Fluoride is considered an essential weapon against rotting teeth, but it also can make bones brittle. In addition, researchers suspect that the controversial substance can cause a rare bone and joint disease called skeletal fluorosis and even lower a person’s IQ.
So why have Chicago and many other communities been adding fluoride to tap water since the 1950s?
As with most chemicals, the dose makes the poison, according to a recent report by the prestigious National Academy of Sciences.
After studying the hotly debated issue for three years, the panel of scientists found that the U.S. Environmental Protection Agency’s standard for the maximum amount of naturally occurring fluoride allowed in drinking water–4 milligrams of fluoride per liter of water–is too high. About 200,000 people in the U.S., including the western Illinois town of Bushnell and parts of Indiana, Colorado and New Mexico, consume water with naturally occurring fluoride levels of 4 milligrams per liter or higher.
At this level, children are at greater risk of tooth-enamel fluorosis, which shows up as yellow and brown staining, enamel loss and pitted teeth. A majority of the committee found that people who consume water containing that much fluoride over a lifetime are likely to have increased risk of bone fractures.
Still, the American Dental Association, which considers fluoride as sacred as a childhood vaccination, pointed out that the study did not examine the health risks or benefits of the artificially fluoridated tap water that about two-thirds of all Americans drink. This treated water is safe, they say, because it contains just 0.7 to 1.2 milligrams per liter of water, which is far below the too-high 4-milligram cap set by the EPA.
Most medical experts agree that in small amounts, fluoride is a safe, effective and cheap way to prevent tooth decay. The Centers for Disease Control and Prevention hails community fluoridation as one of the top 10 public health achievements in the 20th Century.
But while the anti-fluoride camp once was viewed skeptically as a small but vocal fringe group that distributed dangerous misinformation, the NAS report shows that there are legitimate concerns with high levels of fluoride.
Although drinking water presents the greatest exposure to fluoride, there is still a debate over whether fluoride needs to be swallowed to be effective. And the evidence regarding fluoride’s potential to cause cancer, particularly of the bone, is tentative and mixed, the NAS committee found.

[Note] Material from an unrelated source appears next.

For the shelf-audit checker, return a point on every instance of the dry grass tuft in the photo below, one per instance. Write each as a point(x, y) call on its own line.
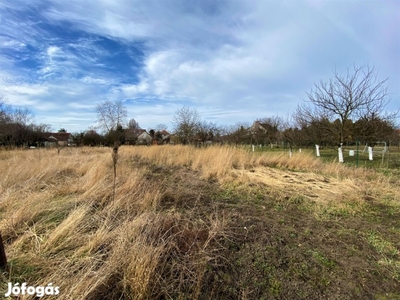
point(177, 222)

Another study that looks at osteosarcoma and fluoride exposure–one that may help understand fluoride’s carcinogenic potential–is under way at the Harvard School of Dental Medicine and is expected to be published this summer. Meanwhile, consumers can take steps to make sure the cumulative intake of fluoride remains at a safe level.
Find out how much fluoride is in your drinking water. In 1947, Evanston became the first Illinois community to fluoridate water. Now 860 of the 1,804 water systems in the state add fluoride, according to the Illinois Department of Public Health. Check whether yours does by calling the local water-treatment provider. Water-quality reports, called consumer-confidence reports, provide a summary of what’s in the water in your area. If you’re living in a treated area, you don’t need supplements such as chewable fluoride tablets.
Monitor your child’s intake. Because of their low body weight, infants and young children are exposed to three to four times as much fluoride as adults, according to the study. Don’t give children fluoridated toothpaste until they can safely spit it out. Fluoride is also in food and water-based products and bottled water marketed to kids.
Use fluoride-free bottled water to mix infant formula. For children under 6 months of age, the upper limit of daily fluoride is 0.7 milligrams per liter. But in most major cities, at least 15 percent of formula-fed infants are exposed to excessive levels of fluoride, mostly from tap water used to make infant formula, according to the Environmental Working Group.
Monitor your own intake. If you drink a lot of water because of exercise, outdoor work or a medical condition, you might be exposed to more fluoride than you realize. Fluoride accumulates in bone over time, so the elderly and people with severe renal deficiency who have trouble excreting fluoride in their urine are likely to have increased bone-fluoride concentrations.